Serious efforts require making plantation drive successful: KU VC | Pakistan Press Foundation (PPF)

Pakistan Press Foundation

Serious efforts require making plantation drive successful: KU VC

Pakistan Press Foundation

Karachi -The University of Karachi is known for its diversity. Its faculty members and experts are authority on their subjects and with their help the Karachi University has launched the tree plantation drive in the campus.

These views were expressed by the KU Vice Chancellor Professor Dr Khalid Mahmood Iraqi on Sunday.

He was addressing to the students at Aiwan-e-Liaquat Girls Hostel, KU. The KU Registrar Professor Dr Shahzad Saleem and Dean, Faculty of Islamic Studies, Professor Dr Shahnaz Ghazi, Provost Girls Hostel Professor Dr Samina Saeed, Dr Sana Mughal and Aamir Iqbal Khan from Aspiration Clean Wave Pakistan and Feroz Khan and Daniyal Hussain from Pakistani Youth Organization, students and others attended the ceremony of tree plantation at girls hostel.

This drive is aimed to beautify the surroundings and it would be a continuous process so we would soon see the changes in the university. The KU has also launched first phase of Landscape Project under which around 1000 sapling of plants would take place from Silver Jubilee Gate till Azadi Chowk.

The tree plantation drive is a great initiative and very necessary for our environmental system as it would help us in reducing the effect of global warming.

The VC informed the audience that plants are also good source of relaxation and keeping the deteriorating environmental conditions, mankind should focus on plant tree in huge quantity. “I have seen and witnesses lot of plantation drive in the city during last 20 years but never saw any of them get succeeded, one of the major reasons of their failure was that most of them were just restricted to photo sessions and no serious efforts were made to make the metropolitan clean, green and beautiful.”

He advised them to adopt young plants rather than going for trees as chances of survival plants are higher as compared to trees and they are also cost effective. The KU VC Professor Dr Khalid Iraqi expressed that owing to the fact that offal and other organs of sacrificial animals are still laying in many parts of the city and bloods of these animals have gone through water and sewerage lines or dried up at the corner of residential and commercial places various viral are spread in Karachi nowadays.

He urged to grow more plants and take good care of them until they start taking care of citizens and create awareness among the masses in this regard.

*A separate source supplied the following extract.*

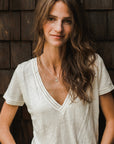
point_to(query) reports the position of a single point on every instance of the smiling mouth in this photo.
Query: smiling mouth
(57, 36)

Meanwhile, the Registrar Professor Dr Saleem Shahzad shed lights on the importance of indoor plants and gives tips to the audience how to use them if they have lack of space and couldn’t sapling plant in open space.

“The indoor plants are also use as decoration of rooms and houses, it will change the whole look of the residential and commercial units if planted with proper planning. The indoor plants are good in many aspects and one of them is that it gives more pure oxygen from very close range.”

Other speakers narrated that this is so unfortunate that trees were chopped down from various locations and thousands of trees were planted but due to poor planning and lack of care majority of them had died.

They urged the government to immediately ban tree cutting in order to promote healthy environment and said that plantation drives would only be succeeded if there is seriousness of authorities concerned.

They observed that very person of the society needs to play his/her role in advocating planting a sapling but first they should do it. They narrated that it is the collective responsibility of all of us to plant more and more trees in order to achieve the goal of an environmental friendly society. They said that it will benefit our upcoming generations and trees are signs of life and support the living system on earth.

Later, the KU VC Professor Dr Khalid Iraqi, the Registrar Professor Dr Saleem Shahzad, Professor Dr Shahnaz Ghazi, Professor Dr Samina Saeed, students and others took part in sapling plants at the girls hostel.